9.1 - Logistic Regression

Printer-friendly versionPrinter-friendly version

Introduction

There are two big branches of methods for classification. One is called generative modeling, the other is called discriminative modeling. Logistic regression for classification is a discriminative modeling approach, where we estimate the posterior probabilities of classes given X directly without assuming the marginal distribution on X.

It preserves linear classification boundaries.

A review of the Bayes rule shows that when we use 0-1 loss, we pick the class k that has the maximum posterior probability:

\[\hat{G}(x)= \text{arg } \underset{k}{max}Pr(G=k|X=x)  \]

The decision boundary between classes k and l is determined by the equation:

\[Pr(G=k|X=x) =Pr(G=l|X=x) \]

that is, the x's at which the two posterior probabilities of k and l are equal.

If we divide both sides by \(Pr(G = l | X = x)\) and take the log of this ratio, the above equation is equivalent to:

\[\text{log } \frac{Pr(G=k|X=x)}{Pr(G=l|X=x)}=0 \]

Since we want to enforce a linear classification boundary, we assume the function above is linear (below):

\[\text{log } \frac{Pr(G=k|X=x)}{Pr(G=l|X=x)}=a_{0}^{(k,l)}+\sum_{j=1}^{p}a_{j}^{(k,l)}x_j \]

This is the basic assumption of logistic regression (simple indeed).

We use the superscript (k, l) on the coefficients of the linear function because for every pair of k and l, the decision boundary would be different, determined by the different coefficients.

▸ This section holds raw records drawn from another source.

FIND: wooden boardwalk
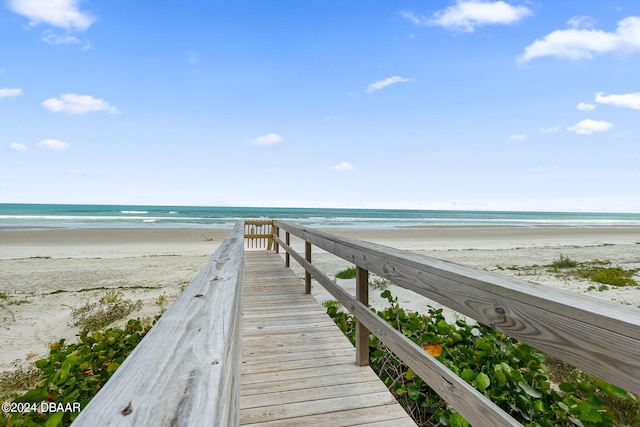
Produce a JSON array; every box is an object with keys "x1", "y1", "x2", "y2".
[{"x1": 240, "y1": 251, "x2": 415, "y2": 426}]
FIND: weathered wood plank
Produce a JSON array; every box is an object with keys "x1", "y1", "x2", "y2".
[
  {"x1": 240, "y1": 371, "x2": 380, "y2": 398},
  {"x1": 73, "y1": 224, "x2": 243, "y2": 427},
  {"x1": 292, "y1": 244, "x2": 521, "y2": 426},
  {"x1": 240, "y1": 252, "x2": 415, "y2": 426},
  {"x1": 275, "y1": 221, "x2": 640, "y2": 400},
  {"x1": 240, "y1": 390, "x2": 398, "y2": 424}
]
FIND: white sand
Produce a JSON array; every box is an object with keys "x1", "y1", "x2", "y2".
[{"x1": 0, "y1": 227, "x2": 640, "y2": 371}]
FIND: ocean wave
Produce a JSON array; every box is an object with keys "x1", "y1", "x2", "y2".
[{"x1": 120, "y1": 211, "x2": 149, "y2": 215}]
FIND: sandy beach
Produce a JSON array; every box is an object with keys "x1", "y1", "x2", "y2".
[{"x1": 0, "y1": 226, "x2": 640, "y2": 371}]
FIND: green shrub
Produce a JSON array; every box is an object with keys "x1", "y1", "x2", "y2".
[
  {"x1": 71, "y1": 290, "x2": 142, "y2": 331},
  {"x1": 4, "y1": 319, "x2": 151, "y2": 426},
  {"x1": 325, "y1": 290, "x2": 640, "y2": 427},
  {"x1": 551, "y1": 254, "x2": 578, "y2": 269},
  {"x1": 578, "y1": 267, "x2": 638, "y2": 286}
]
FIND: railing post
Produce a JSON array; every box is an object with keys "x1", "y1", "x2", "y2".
[
  {"x1": 356, "y1": 267, "x2": 369, "y2": 366},
  {"x1": 304, "y1": 242, "x2": 311, "y2": 294},
  {"x1": 284, "y1": 231, "x2": 291, "y2": 267},
  {"x1": 271, "y1": 223, "x2": 280, "y2": 254}
]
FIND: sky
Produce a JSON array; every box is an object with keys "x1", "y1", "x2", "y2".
[{"x1": 0, "y1": 0, "x2": 640, "y2": 212}]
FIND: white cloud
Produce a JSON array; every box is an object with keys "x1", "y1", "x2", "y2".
[
  {"x1": 428, "y1": 0, "x2": 532, "y2": 33},
  {"x1": 596, "y1": 92, "x2": 640, "y2": 110},
  {"x1": 331, "y1": 162, "x2": 355, "y2": 172},
  {"x1": 540, "y1": 126, "x2": 560, "y2": 133},
  {"x1": 42, "y1": 93, "x2": 119, "y2": 114},
  {"x1": 518, "y1": 16, "x2": 640, "y2": 62},
  {"x1": 576, "y1": 102, "x2": 596, "y2": 111},
  {"x1": 567, "y1": 16, "x2": 596, "y2": 28},
  {"x1": 400, "y1": 10, "x2": 428, "y2": 25},
  {"x1": 42, "y1": 31, "x2": 81, "y2": 46},
  {"x1": 0, "y1": 87, "x2": 22, "y2": 98},
  {"x1": 37, "y1": 139, "x2": 71, "y2": 151},
  {"x1": 567, "y1": 119, "x2": 613, "y2": 135},
  {"x1": 367, "y1": 76, "x2": 409, "y2": 93},
  {"x1": 249, "y1": 133, "x2": 283, "y2": 145},
  {"x1": 9, "y1": 142, "x2": 27, "y2": 151},
  {"x1": 9, "y1": 0, "x2": 94, "y2": 31}
]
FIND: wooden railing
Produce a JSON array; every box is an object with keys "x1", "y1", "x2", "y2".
[
  {"x1": 244, "y1": 220, "x2": 278, "y2": 251},
  {"x1": 73, "y1": 223, "x2": 244, "y2": 427},
  {"x1": 273, "y1": 221, "x2": 640, "y2": 426}
]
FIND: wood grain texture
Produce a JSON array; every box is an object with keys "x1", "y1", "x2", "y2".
[
  {"x1": 274, "y1": 221, "x2": 640, "y2": 422},
  {"x1": 73, "y1": 224, "x2": 244, "y2": 427},
  {"x1": 239, "y1": 252, "x2": 415, "y2": 426}
]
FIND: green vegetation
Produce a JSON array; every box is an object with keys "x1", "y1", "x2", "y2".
[
  {"x1": 71, "y1": 290, "x2": 142, "y2": 331},
  {"x1": 0, "y1": 361, "x2": 40, "y2": 402},
  {"x1": 325, "y1": 290, "x2": 640, "y2": 427},
  {"x1": 335, "y1": 267, "x2": 391, "y2": 291},
  {"x1": 547, "y1": 255, "x2": 638, "y2": 291},
  {"x1": 0, "y1": 319, "x2": 151, "y2": 427},
  {"x1": 551, "y1": 254, "x2": 578, "y2": 269},
  {"x1": 369, "y1": 276, "x2": 391, "y2": 291},
  {"x1": 336, "y1": 267, "x2": 356, "y2": 279}
]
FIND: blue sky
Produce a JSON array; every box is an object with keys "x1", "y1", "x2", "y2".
[{"x1": 0, "y1": 0, "x2": 640, "y2": 212}]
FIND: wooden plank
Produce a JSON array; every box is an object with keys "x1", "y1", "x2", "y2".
[
  {"x1": 240, "y1": 368, "x2": 380, "y2": 398},
  {"x1": 292, "y1": 249, "x2": 521, "y2": 426},
  {"x1": 73, "y1": 224, "x2": 243, "y2": 427},
  {"x1": 240, "y1": 379, "x2": 385, "y2": 408},
  {"x1": 276, "y1": 221, "x2": 640, "y2": 394},
  {"x1": 356, "y1": 267, "x2": 369, "y2": 366},
  {"x1": 241, "y1": 354, "x2": 353, "y2": 375},
  {"x1": 240, "y1": 390, "x2": 404, "y2": 424},
  {"x1": 240, "y1": 252, "x2": 415, "y2": 425},
  {"x1": 240, "y1": 405, "x2": 415, "y2": 427}
]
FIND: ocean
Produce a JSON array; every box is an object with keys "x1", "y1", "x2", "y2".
[{"x1": 0, "y1": 203, "x2": 640, "y2": 230}]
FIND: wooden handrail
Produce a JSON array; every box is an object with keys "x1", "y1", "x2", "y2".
[
  {"x1": 73, "y1": 223, "x2": 244, "y2": 427},
  {"x1": 274, "y1": 221, "x2": 640, "y2": 426}
]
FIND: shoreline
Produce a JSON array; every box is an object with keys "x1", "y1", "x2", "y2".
[{"x1": 0, "y1": 226, "x2": 640, "y2": 371}]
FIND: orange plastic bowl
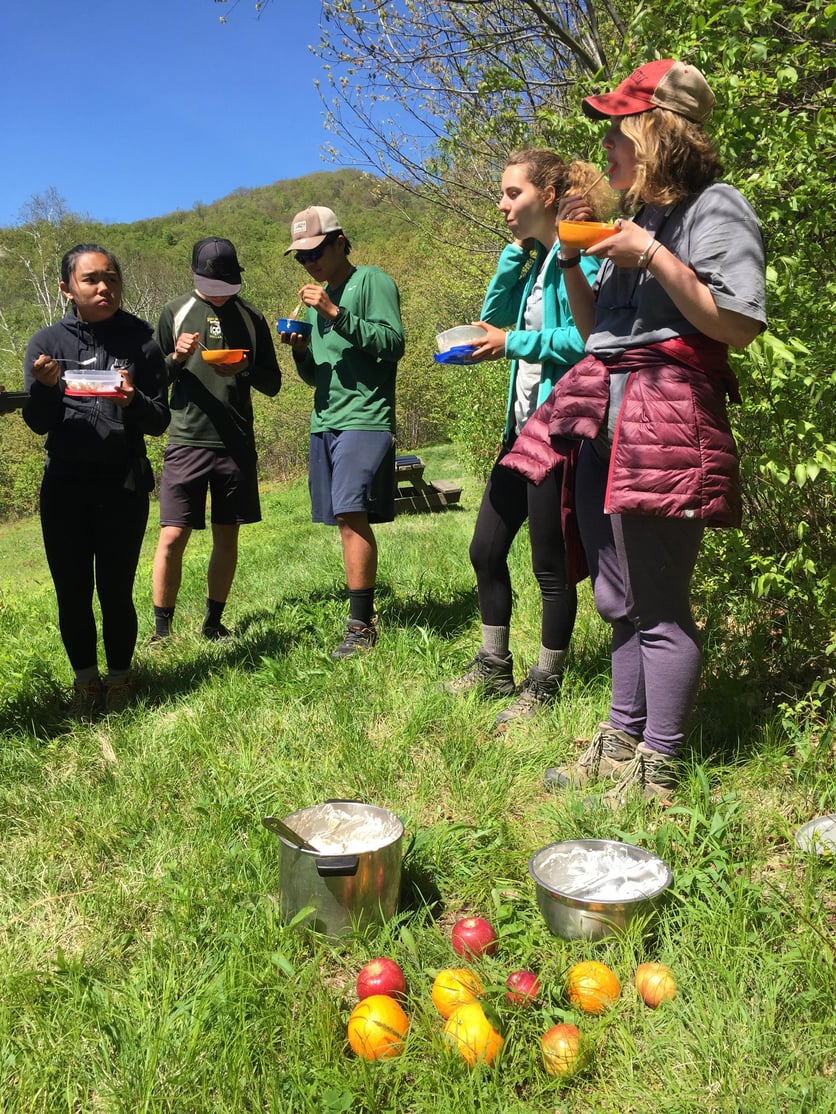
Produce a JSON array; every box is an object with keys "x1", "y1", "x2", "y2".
[
  {"x1": 201, "y1": 349, "x2": 250, "y2": 363},
  {"x1": 557, "y1": 221, "x2": 619, "y2": 247}
]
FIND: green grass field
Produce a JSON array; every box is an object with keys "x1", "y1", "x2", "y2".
[{"x1": 0, "y1": 449, "x2": 836, "y2": 1114}]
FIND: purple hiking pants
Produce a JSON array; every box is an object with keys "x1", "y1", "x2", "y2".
[{"x1": 576, "y1": 441, "x2": 704, "y2": 754}]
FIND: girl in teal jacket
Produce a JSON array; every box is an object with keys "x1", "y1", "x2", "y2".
[{"x1": 446, "y1": 148, "x2": 612, "y2": 726}]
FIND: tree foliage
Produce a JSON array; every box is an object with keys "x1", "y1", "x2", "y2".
[{"x1": 317, "y1": 0, "x2": 836, "y2": 690}]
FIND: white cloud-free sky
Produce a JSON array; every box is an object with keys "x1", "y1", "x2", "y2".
[{"x1": 0, "y1": 0, "x2": 356, "y2": 225}]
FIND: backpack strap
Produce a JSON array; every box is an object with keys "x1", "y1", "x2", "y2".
[
  {"x1": 172, "y1": 295, "x2": 255, "y2": 353},
  {"x1": 235, "y1": 302, "x2": 255, "y2": 355},
  {"x1": 172, "y1": 294, "x2": 197, "y2": 343}
]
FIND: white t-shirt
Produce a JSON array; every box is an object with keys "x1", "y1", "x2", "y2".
[{"x1": 514, "y1": 255, "x2": 548, "y2": 433}]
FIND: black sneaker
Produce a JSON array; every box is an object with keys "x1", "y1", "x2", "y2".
[
  {"x1": 203, "y1": 623, "x2": 232, "y2": 642},
  {"x1": 441, "y1": 646, "x2": 517, "y2": 696},
  {"x1": 331, "y1": 619, "x2": 378, "y2": 662},
  {"x1": 494, "y1": 665, "x2": 561, "y2": 727}
]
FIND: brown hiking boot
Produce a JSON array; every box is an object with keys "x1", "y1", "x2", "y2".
[
  {"x1": 494, "y1": 665, "x2": 561, "y2": 727},
  {"x1": 603, "y1": 743, "x2": 679, "y2": 809},
  {"x1": 441, "y1": 646, "x2": 517, "y2": 696},
  {"x1": 543, "y1": 723, "x2": 639, "y2": 789}
]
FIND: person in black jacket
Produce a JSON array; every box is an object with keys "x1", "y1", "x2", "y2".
[
  {"x1": 23, "y1": 244, "x2": 171, "y2": 720},
  {"x1": 152, "y1": 236, "x2": 282, "y2": 644}
]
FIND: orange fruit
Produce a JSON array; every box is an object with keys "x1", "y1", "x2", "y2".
[
  {"x1": 635, "y1": 964, "x2": 677, "y2": 1009},
  {"x1": 539, "y1": 1024, "x2": 581, "y2": 1075},
  {"x1": 566, "y1": 959, "x2": 621, "y2": 1014},
  {"x1": 444, "y1": 1001, "x2": 505, "y2": 1067},
  {"x1": 348, "y1": 994, "x2": 409, "y2": 1059},
  {"x1": 432, "y1": 967, "x2": 483, "y2": 1017}
]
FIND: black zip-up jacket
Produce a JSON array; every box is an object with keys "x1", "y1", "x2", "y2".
[{"x1": 23, "y1": 310, "x2": 172, "y2": 487}]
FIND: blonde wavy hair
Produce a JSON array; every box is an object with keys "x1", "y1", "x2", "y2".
[
  {"x1": 619, "y1": 108, "x2": 722, "y2": 208},
  {"x1": 505, "y1": 147, "x2": 618, "y2": 221}
]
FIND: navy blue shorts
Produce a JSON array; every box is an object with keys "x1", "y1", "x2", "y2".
[
  {"x1": 159, "y1": 444, "x2": 261, "y2": 530},
  {"x1": 308, "y1": 429, "x2": 395, "y2": 526}
]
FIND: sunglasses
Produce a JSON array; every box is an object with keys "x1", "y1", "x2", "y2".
[{"x1": 293, "y1": 240, "x2": 333, "y2": 264}]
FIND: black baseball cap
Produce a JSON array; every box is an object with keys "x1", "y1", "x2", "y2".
[{"x1": 192, "y1": 236, "x2": 244, "y2": 297}]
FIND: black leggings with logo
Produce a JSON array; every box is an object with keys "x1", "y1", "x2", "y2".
[
  {"x1": 470, "y1": 450, "x2": 577, "y2": 649},
  {"x1": 40, "y1": 467, "x2": 148, "y2": 671}
]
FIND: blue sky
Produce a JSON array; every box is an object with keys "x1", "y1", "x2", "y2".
[{"x1": 0, "y1": 0, "x2": 354, "y2": 225}]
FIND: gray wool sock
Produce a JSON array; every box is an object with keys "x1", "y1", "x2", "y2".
[
  {"x1": 537, "y1": 645, "x2": 568, "y2": 675},
  {"x1": 482, "y1": 623, "x2": 511, "y2": 657}
]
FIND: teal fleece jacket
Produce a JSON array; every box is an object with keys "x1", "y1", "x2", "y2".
[{"x1": 482, "y1": 243, "x2": 601, "y2": 440}]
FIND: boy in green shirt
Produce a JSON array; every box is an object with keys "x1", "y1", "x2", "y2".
[{"x1": 282, "y1": 205, "x2": 404, "y2": 658}]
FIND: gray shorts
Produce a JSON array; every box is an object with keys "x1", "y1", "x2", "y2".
[
  {"x1": 159, "y1": 444, "x2": 261, "y2": 530},
  {"x1": 308, "y1": 429, "x2": 396, "y2": 526}
]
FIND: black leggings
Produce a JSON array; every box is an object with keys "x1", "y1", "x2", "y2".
[
  {"x1": 40, "y1": 468, "x2": 148, "y2": 671},
  {"x1": 470, "y1": 450, "x2": 577, "y2": 649}
]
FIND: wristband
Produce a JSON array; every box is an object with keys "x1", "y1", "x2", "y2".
[
  {"x1": 644, "y1": 241, "x2": 662, "y2": 271},
  {"x1": 635, "y1": 236, "x2": 659, "y2": 267}
]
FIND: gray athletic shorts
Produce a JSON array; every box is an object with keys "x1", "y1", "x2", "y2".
[{"x1": 159, "y1": 444, "x2": 261, "y2": 530}]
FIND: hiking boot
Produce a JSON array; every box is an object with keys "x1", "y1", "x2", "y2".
[
  {"x1": 603, "y1": 743, "x2": 679, "y2": 809},
  {"x1": 203, "y1": 623, "x2": 232, "y2": 642},
  {"x1": 494, "y1": 665, "x2": 561, "y2": 726},
  {"x1": 441, "y1": 646, "x2": 517, "y2": 696},
  {"x1": 67, "y1": 677, "x2": 103, "y2": 723},
  {"x1": 103, "y1": 677, "x2": 134, "y2": 715},
  {"x1": 331, "y1": 619, "x2": 378, "y2": 662},
  {"x1": 543, "y1": 723, "x2": 639, "y2": 789}
]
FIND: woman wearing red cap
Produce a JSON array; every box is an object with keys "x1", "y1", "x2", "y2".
[{"x1": 508, "y1": 59, "x2": 766, "y2": 803}]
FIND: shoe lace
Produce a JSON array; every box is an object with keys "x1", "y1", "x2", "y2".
[{"x1": 342, "y1": 626, "x2": 373, "y2": 646}]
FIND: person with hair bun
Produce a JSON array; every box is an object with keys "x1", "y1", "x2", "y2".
[
  {"x1": 444, "y1": 148, "x2": 613, "y2": 727},
  {"x1": 23, "y1": 244, "x2": 171, "y2": 720},
  {"x1": 508, "y1": 58, "x2": 766, "y2": 805}
]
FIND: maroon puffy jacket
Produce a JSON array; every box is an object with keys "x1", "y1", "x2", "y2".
[{"x1": 502, "y1": 336, "x2": 741, "y2": 526}]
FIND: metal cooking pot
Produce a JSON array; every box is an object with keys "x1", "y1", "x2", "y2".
[
  {"x1": 265, "y1": 800, "x2": 404, "y2": 936},
  {"x1": 528, "y1": 839, "x2": 673, "y2": 940}
]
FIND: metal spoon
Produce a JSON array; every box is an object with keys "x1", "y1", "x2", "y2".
[{"x1": 261, "y1": 817, "x2": 319, "y2": 854}]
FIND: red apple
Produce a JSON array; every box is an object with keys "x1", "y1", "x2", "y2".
[
  {"x1": 453, "y1": 917, "x2": 496, "y2": 958},
  {"x1": 357, "y1": 957, "x2": 407, "y2": 1001},
  {"x1": 505, "y1": 969, "x2": 539, "y2": 1006}
]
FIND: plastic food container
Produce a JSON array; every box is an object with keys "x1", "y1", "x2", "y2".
[
  {"x1": 275, "y1": 317, "x2": 313, "y2": 336},
  {"x1": 528, "y1": 839, "x2": 673, "y2": 940},
  {"x1": 557, "y1": 221, "x2": 619, "y2": 247},
  {"x1": 64, "y1": 368, "x2": 121, "y2": 398},
  {"x1": 796, "y1": 812, "x2": 836, "y2": 854},
  {"x1": 436, "y1": 325, "x2": 485, "y2": 352}
]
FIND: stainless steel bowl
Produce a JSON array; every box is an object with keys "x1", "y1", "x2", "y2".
[{"x1": 528, "y1": 839, "x2": 673, "y2": 940}]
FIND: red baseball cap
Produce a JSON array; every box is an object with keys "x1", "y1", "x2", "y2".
[{"x1": 583, "y1": 58, "x2": 715, "y2": 124}]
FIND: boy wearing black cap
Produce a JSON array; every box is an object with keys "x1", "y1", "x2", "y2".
[
  {"x1": 282, "y1": 205, "x2": 404, "y2": 658},
  {"x1": 152, "y1": 236, "x2": 282, "y2": 642}
]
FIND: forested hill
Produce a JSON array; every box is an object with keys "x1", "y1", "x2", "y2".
[
  {"x1": 0, "y1": 169, "x2": 507, "y2": 520},
  {"x1": 0, "y1": 169, "x2": 459, "y2": 365}
]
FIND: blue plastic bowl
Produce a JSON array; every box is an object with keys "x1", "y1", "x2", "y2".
[{"x1": 275, "y1": 317, "x2": 313, "y2": 336}]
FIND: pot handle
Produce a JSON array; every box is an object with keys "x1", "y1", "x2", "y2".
[{"x1": 317, "y1": 854, "x2": 360, "y2": 878}]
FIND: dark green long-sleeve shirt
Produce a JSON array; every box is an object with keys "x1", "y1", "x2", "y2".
[{"x1": 156, "y1": 293, "x2": 282, "y2": 456}]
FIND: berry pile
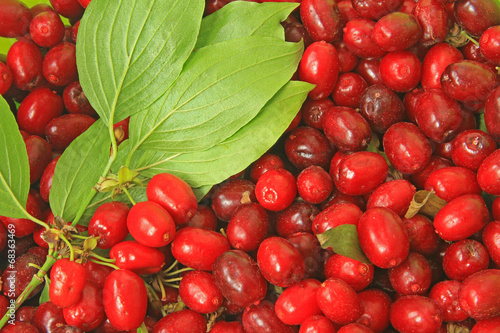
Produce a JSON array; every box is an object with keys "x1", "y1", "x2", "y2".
[{"x1": 0, "y1": 0, "x2": 500, "y2": 333}]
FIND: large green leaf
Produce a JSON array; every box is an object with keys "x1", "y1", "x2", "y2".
[
  {"x1": 130, "y1": 36, "x2": 303, "y2": 156},
  {"x1": 134, "y1": 81, "x2": 313, "y2": 187},
  {"x1": 50, "y1": 120, "x2": 111, "y2": 221},
  {"x1": 76, "y1": 0, "x2": 205, "y2": 124},
  {"x1": 0, "y1": 95, "x2": 30, "y2": 218},
  {"x1": 195, "y1": 1, "x2": 298, "y2": 49}
]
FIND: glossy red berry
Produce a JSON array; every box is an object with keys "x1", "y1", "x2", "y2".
[
  {"x1": 146, "y1": 173, "x2": 198, "y2": 224},
  {"x1": 172, "y1": 227, "x2": 231, "y2": 271},
  {"x1": 88, "y1": 201, "x2": 130, "y2": 249},
  {"x1": 127, "y1": 201, "x2": 175, "y2": 247},
  {"x1": 102, "y1": 269, "x2": 148, "y2": 330},
  {"x1": 358, "y1": 207, "x2": 410, "y2": 269}
]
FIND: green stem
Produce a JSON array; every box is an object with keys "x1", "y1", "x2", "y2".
[
  {"x1": 90, "y1": 259, "x2": 120, "y2": 270},
  {"x1": 122, "y1": 187, "x2": 136, "y2": 206},
  {"x1": 59, "y1": 233, "x2": 75, "y2": 261},
  {"x1": 0, "y1": 252, "x2": 57, "y2": 329}
]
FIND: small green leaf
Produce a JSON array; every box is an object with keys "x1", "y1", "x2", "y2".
[
  {"x1": 38, "y1": 276, "x2": 50, "y2": 304},
  {"x1": 0, "y1": 96, "x2": 30, "y2": 218},
  {"x1": 316, "y1": 224, "x2": 370, "y2": 264},
  {"x1": 195, "y1": 1, "x2": 298, "y2": 49},
  {"x1": 76, "y1": 0, "x2": 205, "y2": 125},
  {"x1": 130, "y1": 36, "x2": 303, "y2": 152},
  {"x1": 134, "y1": 81, "x2": 313, "y2": 187},
  {"x1": 49, "y1": 120, "x2": 111, "y2": 221}
]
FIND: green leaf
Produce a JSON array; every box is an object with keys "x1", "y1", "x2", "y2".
[
  {"x1": 38, "y1": 276, "x2": 50, "y2": 304},
  {"x1": 134, "y1": 81, "x2": 313, "y2": 187},
  {"x1": 76, "y1": 0, "x2": 205, "y2": 125},
  {"x1": 195, "y1": 1, "x2": 298, "y2": 49},
  {"x1": 49, "y1": 120, "x2": 111, "y2": 221},
  {"x1": 316, "y1": 224, "x2": 370, "y2": 264},
  {"x1": 0, "y1": 96, "x2": 30, "y2": 218},
  {"x1": 130, "y1": 36, "x2": 303, "y2": 152}
]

For logistic regression, there are restrictive relations between a(k,l) for different pairs of (k, l). We don't really need to specify this equation for every pair of k and l.  Instead, we only need to specify it for K - 1 such pairs.

Assumptions

Let's look at our assumptions. If we take class K as the base class, the assumed equations are:

\(\text{log } \frac{Pr(G=1|X=x)}{Pr(G=K|X=x)}=\beta_{10} + \beta_{1}^{T}x  \)
\(\text{log } \frac{Pr(G=2|X=x)}{Pr(G=K|X=x)}=\beta_{20} + \beta_{2}^{T}x  \)
\(\vdots\)
\(\text{log } \frac{Pr(G=K-1|X=x)}{Pr(G=K|X=x)}=\beta_{(K-1)0} + \beta_{K-1}^{T}x  \)

This indicates that we don't have to specify the decision boundary for every pair of classes.  We only need to specify the decision boundary between class j and the base class K. (You can choose any class as the base class - it doesn't really matter.)

Once we have specified the parameters for these K - 1 log ratios, then for any pair of classes (k, l), we can derive the log ratios without introducing new parameters:

\[\text{log } \frac{Pr(G=k|X=x)}{Pr(G=l|X=x)}=\beta_{k0} + \beta_{l0}+(\beta_k  - \beta_l)^{T}x  \]

Number of parameters: \((K - 1)(p + 1)\).

For convenience, we will denote the entire parameter set by θ and arrange them in this way:

\[\theta =\{ \beta_{10},\beta_{1}^T,\beta_{20},\beta_{2}^T, ... , ,\beta_{(K-1)0},\beta_{K-1}^T\} \]

The log ratios of posterior probabilities are called log-odds or logit transformations.

Under these assumptions, the posterior probabilities are given by the following two equations:

\[ Pr(G=k|X=x)=\frac{\text{exp }(\beta_{k0} + \beta_{k}^{T}x)}{1+\sum_{l=1}^{K-1}\text{exp }(\beta_{l0} + \beta_{l}^{T}x)} \text{ for } k = 1, ... , K - 1 \]

\[ Pr(G=K|X=x)=\frac{1}{1+\sum_{l=1}^{K-1}\text{exp }(\beta_{l0} + \beta_{l}^{T}x)}  \]

For \(Pr(G = k | X = x)\) given above, obviously

  • These must sum up to 1: \(\sum_{k=1}^{K} Pr(G=k|X=x)=1 \)
  • A simple calculation shows that the assumptions are satisfied.

Comparison with Linear Regression on Indicators

Similarities:

  • Both attempt to estimate \(Pr(G = k | X = x)\).
  • Both have linear classification boundaries.
  • Posterior probabilities sum to 1 across classes.

Difference:

  • Linear regression on indicator matrix: approximate \(Pr(G = k | X = x)\) by a linear function of x. \(Pr(G = k | X = x)\) is not guaranteed to fall between 0 and 1.
  • Logistic regression: \(Pr(G = k | X = x)\) is a nonlinear function of x. It is guaranteed to range from 0 to 1.